Proteomics:Programmers Meeting on 2010-01-26

From BioAssist
Jump to: navigation, search

Location and time

Antonius Deusinglaan 1, 9713 AV Groningen, Building 3211, room 0258

11:00 - 18:00



  • Data Analysis Framework (subsequently will be referred as DAF) source code investigation & general organization point:
    • module separation
    • package naming
    • extensibility requirements
    • security & authentication
  • Learning how to compile and deploy Data Analysis Framework.
  • Configuring DAF, running jobs.
  • Exploring workflows typical for RUG.
  • Documentation to DAF and provide tutorial
  • Make development priorities
  • Discuss the TavernaGrid plugin issue

Minutes notes

  • How to make a tool inventory: ask users to fill in spreadsheets or type directly at wiki page. Conclusion: send a spreadsheet.
    • Whether the data about tool usage is compatible with proposed XSD model? It is complete? It should be finally converted manually to the data models used by Data Analysis Framework (DAF) to integrate tools. Further information can be requested later on if this is required by the future extension of DAF data models.
  • Peter explained the typical workflow:
    1. Noise filtering & smoothing
    2. Peak detection & quantification
    3. Time alignment
    4. Peak matching
  • Warp2D application note as firts service of DAF and the Platform should be published ASAP (1st May). Hosting problems. NBIC is delaying to provide any services. No estimations are set up till now.
    • DAF should be initially hosted at RUG.
  • Concerns about how to migrate from TavernaGrid to DAF.
  • Minor source code introduction
    • DAF uses Job Description Language (JDL) to submit tasks to GRID, support from Condor library
    • DAF uses Topos layer to execute jobs more reliably
  • Priority of issues
  • Next programmers meeting

Action points


  1. Tool inventory (done on 28 January 2010)
    • Finalize the spreadsheet (remove workflow-related tabs, call the section "use case" or "example")
    • Setup publically available FTP server with read/write access for time user.
    • Upload the spreadsheet to the root FTP folder
    • Create initial directory structure
    • Upload the two sample open-access tools to show what is required for tool description
    • Upload the input/output example data files and describe example parameters
    • Send email to the mail list with the complete instruction list of how to processed, for example
      • Download the form from FTP server ftp://NNN using the credentials abc:bde
      • Fill in the form template
      • Create the folder for each tool
      • Upload the tool and all dependent libraries to the folder
      • For each tool use case, create a subfolder and upload the test data files that subfolder (see the provided file structure as a reference)
  2. For each reported tool, check that you can execute it, and it produces the same output file for the given input file.
  3. Register the domain for the platform
  4. Organize temporary hosting in Groningen
  5. Deploy Warp2D client application to that hosting
  6. Do other preparations for the publication


  1. Put two example tools descriptions from RUG into wiki
  2. Implement one workflow for DAF using these tools
  3. Improve the proteomics page (done):
    • Rename it to "Proteomics platform"
    • Add workpackages and describe the goals of the Platform with help of Bas van Breukelen
    • Add PIs and programmers for each work package and who is doing what
  4. Write a slide, showing the difference in DAF and Taverna approaches.

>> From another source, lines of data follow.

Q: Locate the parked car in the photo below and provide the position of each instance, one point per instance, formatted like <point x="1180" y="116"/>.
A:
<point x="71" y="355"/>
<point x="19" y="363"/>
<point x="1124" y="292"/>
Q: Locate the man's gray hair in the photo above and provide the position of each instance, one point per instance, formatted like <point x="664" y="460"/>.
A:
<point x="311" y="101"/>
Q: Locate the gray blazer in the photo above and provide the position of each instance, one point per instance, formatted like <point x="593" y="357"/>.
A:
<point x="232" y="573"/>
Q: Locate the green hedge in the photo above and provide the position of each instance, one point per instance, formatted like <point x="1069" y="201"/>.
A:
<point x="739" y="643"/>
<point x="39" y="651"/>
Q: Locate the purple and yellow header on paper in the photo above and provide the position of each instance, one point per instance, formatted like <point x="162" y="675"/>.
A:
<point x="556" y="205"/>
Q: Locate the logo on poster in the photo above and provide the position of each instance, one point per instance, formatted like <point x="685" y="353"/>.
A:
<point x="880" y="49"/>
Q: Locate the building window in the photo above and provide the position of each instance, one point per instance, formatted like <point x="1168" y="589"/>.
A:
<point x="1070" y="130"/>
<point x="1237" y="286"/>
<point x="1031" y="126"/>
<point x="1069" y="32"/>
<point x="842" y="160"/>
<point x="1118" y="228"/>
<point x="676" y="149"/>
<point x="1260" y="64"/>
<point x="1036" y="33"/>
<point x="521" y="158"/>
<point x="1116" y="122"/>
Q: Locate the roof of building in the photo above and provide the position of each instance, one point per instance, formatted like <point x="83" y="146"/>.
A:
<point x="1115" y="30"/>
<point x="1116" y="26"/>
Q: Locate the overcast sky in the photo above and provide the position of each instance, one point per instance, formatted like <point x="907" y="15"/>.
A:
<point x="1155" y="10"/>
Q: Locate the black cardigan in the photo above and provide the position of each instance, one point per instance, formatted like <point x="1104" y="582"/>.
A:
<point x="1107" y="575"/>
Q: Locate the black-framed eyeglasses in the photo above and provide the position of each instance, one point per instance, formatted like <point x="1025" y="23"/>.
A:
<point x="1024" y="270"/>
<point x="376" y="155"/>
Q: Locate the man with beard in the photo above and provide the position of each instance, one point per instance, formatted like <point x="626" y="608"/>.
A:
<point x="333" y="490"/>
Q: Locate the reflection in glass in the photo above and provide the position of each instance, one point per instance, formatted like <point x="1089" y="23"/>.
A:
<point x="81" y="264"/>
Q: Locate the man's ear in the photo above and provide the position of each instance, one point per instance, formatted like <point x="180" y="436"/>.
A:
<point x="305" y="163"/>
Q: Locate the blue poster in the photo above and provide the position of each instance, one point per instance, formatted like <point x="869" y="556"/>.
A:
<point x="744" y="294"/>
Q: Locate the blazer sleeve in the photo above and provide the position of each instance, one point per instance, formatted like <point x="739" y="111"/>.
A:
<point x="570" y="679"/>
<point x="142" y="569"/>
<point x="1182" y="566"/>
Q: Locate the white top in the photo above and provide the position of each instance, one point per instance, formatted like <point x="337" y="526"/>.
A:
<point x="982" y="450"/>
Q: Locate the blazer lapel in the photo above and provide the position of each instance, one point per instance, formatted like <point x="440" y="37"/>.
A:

Show this slide to Andrew Stubbs and get his feedback on how to migrate (done, see TavernaGrid workflow processing and DAF workflow processing).
  5. Authentication module: Investigate what are the possible solutions for simple HTTP authentication (done).
  6. Investigate, what are the possible ways to create workflows (JOpera, P-GRADE, Taverna, Galaxy, other?) Gather requirements (ask Andrew Stubbs to provide a complicated workflow). Make a comparison matrix.
  7. Organize the programmers meeting before next proteomics meeting (done).


  1. Provide the list of modules, into which DAF can be slitted
  2. Split the project into modules.
  3. Provide the list of potential extensions of DAF. The list should contain such improvements, which are beyond the TODO obligatory list for DAF.


  1. Approve that the information to be provided by a spreadsheet is enough to translate into proposed XML tool model

TODO list:

  1. Start Data Analysis Framework (DAF) as Trac project ASAP
  2. Commit new project to Data Analysis Framework repository in NBIC gForge.
  3. Create Data Analysis Framework (DAF) project in gForge and redirect to Trac.
  4. Create Data Analysis Framework (DAF) wiki page.